Ma forse è vero che la visione professionale di un uomo fa un salto di qualità quando sente la vocazione all’insegnamento. Quando vuole creare un ponte con le generazioni e spiegare loro come ogni innovazione non sia altro che un contributo a un insieme, a uno scenario che ha e deve ancora avere l’uomo al suo centro.
Il nuovo Deus Ex Machina
Le riflessioni di Maurizio Mesenzani, con il suo ricco curriculum universitario da formatore, su Dad, smart working e post pandemia, sono puntuali dimostrazioni che è inutile perdersi nell’illusione di un percorso segnato: «Il grande tema per le generazioni oggi è l’umano che si rapporta all’intelligenza artificiale. Durante questo periodo le aziende hanno capito che un’automazione totale e definitiva nella comunicazione con i clienti non è più così auspicabile come si prevedeva. Le self area di servizio dei siti, giunte a gennaio 2020 alla quasi perfezione nell’autogestione hanno mostrato alle aziende quanto fosse fondamentale il mantenimento della “relazione” con il cliente».
Insomma, all’improvviso è arrivata una brusca frenata sulle chatbot promozionali, sui canali più ostici ai boomer.
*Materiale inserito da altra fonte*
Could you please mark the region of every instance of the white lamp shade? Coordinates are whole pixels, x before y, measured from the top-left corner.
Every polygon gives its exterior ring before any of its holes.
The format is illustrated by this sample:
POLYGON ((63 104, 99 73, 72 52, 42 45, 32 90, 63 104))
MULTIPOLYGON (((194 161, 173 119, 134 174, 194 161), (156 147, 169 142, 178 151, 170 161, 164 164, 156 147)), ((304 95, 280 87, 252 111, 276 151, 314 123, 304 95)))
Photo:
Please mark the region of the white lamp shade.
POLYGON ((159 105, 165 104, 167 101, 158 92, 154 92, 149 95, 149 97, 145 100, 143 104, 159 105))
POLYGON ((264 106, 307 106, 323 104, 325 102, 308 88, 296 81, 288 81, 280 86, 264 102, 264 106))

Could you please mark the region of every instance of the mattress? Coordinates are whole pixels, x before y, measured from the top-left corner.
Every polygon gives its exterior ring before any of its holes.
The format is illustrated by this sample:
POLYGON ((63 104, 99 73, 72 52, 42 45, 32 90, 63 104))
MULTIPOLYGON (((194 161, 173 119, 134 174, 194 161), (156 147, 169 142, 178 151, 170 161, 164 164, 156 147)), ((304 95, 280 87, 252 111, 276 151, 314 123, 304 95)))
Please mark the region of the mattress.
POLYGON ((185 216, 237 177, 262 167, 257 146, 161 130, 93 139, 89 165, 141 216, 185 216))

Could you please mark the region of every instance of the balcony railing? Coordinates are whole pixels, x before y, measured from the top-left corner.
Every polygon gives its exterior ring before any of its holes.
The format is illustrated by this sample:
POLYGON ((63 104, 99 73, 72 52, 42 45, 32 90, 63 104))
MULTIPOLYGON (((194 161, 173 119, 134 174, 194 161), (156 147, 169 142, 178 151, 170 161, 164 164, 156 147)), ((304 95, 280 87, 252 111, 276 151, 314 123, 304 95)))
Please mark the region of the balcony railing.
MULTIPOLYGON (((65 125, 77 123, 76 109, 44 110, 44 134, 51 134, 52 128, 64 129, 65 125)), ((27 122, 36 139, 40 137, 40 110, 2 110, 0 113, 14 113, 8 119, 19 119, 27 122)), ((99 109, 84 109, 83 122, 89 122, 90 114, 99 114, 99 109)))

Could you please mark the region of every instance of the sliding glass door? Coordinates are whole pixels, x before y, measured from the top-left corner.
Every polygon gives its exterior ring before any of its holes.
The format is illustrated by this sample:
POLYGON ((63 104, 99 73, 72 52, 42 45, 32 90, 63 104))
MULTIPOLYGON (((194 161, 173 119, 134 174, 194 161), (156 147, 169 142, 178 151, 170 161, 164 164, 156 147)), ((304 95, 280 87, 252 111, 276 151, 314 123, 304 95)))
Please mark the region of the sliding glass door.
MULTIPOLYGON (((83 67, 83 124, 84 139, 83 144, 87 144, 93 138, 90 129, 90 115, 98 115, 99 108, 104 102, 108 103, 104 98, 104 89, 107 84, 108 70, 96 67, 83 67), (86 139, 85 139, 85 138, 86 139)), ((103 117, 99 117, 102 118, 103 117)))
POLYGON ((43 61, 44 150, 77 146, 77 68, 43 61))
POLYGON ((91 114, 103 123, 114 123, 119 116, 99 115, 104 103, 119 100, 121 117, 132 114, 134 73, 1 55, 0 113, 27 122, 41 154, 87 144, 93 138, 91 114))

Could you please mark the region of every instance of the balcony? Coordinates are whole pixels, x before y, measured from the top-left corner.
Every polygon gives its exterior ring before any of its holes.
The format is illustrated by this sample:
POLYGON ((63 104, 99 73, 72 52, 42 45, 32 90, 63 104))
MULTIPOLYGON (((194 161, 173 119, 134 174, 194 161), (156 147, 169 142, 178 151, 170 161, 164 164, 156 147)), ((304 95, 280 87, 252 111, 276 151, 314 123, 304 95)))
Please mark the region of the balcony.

Ed ecco un’altrettanto brusca virata verso le nuove modalità interattive: «Video collaborativi, incontri a distanza tra persone vere che si parlano, Zoom e Teams che la fanno da padroni nelle case e negli uffici»
Quanto queste fulminee innovazioni impattino sulla difesa della privacy, sul rapporto tra vita personale e professionale, è una delle faq più comuni che si fanno a Maurizio Mesenzani.
La fiducia delle persone
Serve accortezza, educazione alla scelta ponderata dell’utente: «Le regole di tutela dei dati hanno aumentato le potenzialità della tecnologia. È possibile regolare un flusso automatico di informazioni che tuteli i miei dati e contemporaneamente mi consenta di ottenere un carro attrezzi scrivendo il numero di targa? Loggare, identificare, geolocalizzare, attivare un servizio a un utente in tempo reale è un insieme di azioni che devono poter contare sulla fiducia totale. E questo ci pone di fronte a nuove professionalità che oggi ancora non vediamo o non immaginiamo».
Tocca il tasto dolente. La tecnologia e il lavoro, o meglio, nel sentire collettivo “la tecnologia e la perdita del lavoro”. Ma Mesenzani è un ottimista: «Secondo le ricerche della McKinsey, (storica società di consulenza manageriale, ndr), le grandi trasformazioni incrementano i posti di lavoro. E succede così dal 2010. Il lavoro che decresce semmai è quello con un basso livello di specializzazione. In cima alle richieste di nuove professioni c’è il data analysis specialist, l’analista dei dati».
Il lavoro nobilita l’algoritmo
Paradossalmente ciò che tutti pensavamo si sarebbe ridotto a essere un lavoro per macchine, ovvero calcolare e restituire risultati pronti all’uso, è il mestiere del futuro per le persone reali.
Perché l’umano è essenziale, con la sua unicità e la sua cultura filosofica, artistica, letteraria. Ai livelli più raffinati l’intelligenza artificiale non ha elementi a sufficienza per cavarsela da sola: «Creare strategie non è un lavoro da robot, richiede la capacità di connettere tante fonti di dati con discipline come la linguistica, la semantica, la sociologia. Una modalità di lavoro ecosistemica e dinamica».
Verso un nuovo Tao del Web?
Insomma il messaggio sembra chiaro, la relazione tra i dati e il pensiero è a una svolta, è entrata definitivamente in quel gioco descritto da Fritjof Capra nel Tao della Fisica. Il meccanicismo alla Newton lascia spazio alla filosofia Zen, o, meglio, visioni del mondo che parevano incompatibili si uniscono per l’Uomo.
Alzi la mano chi non vorrebbe avere un consulente con queste capacità di visione.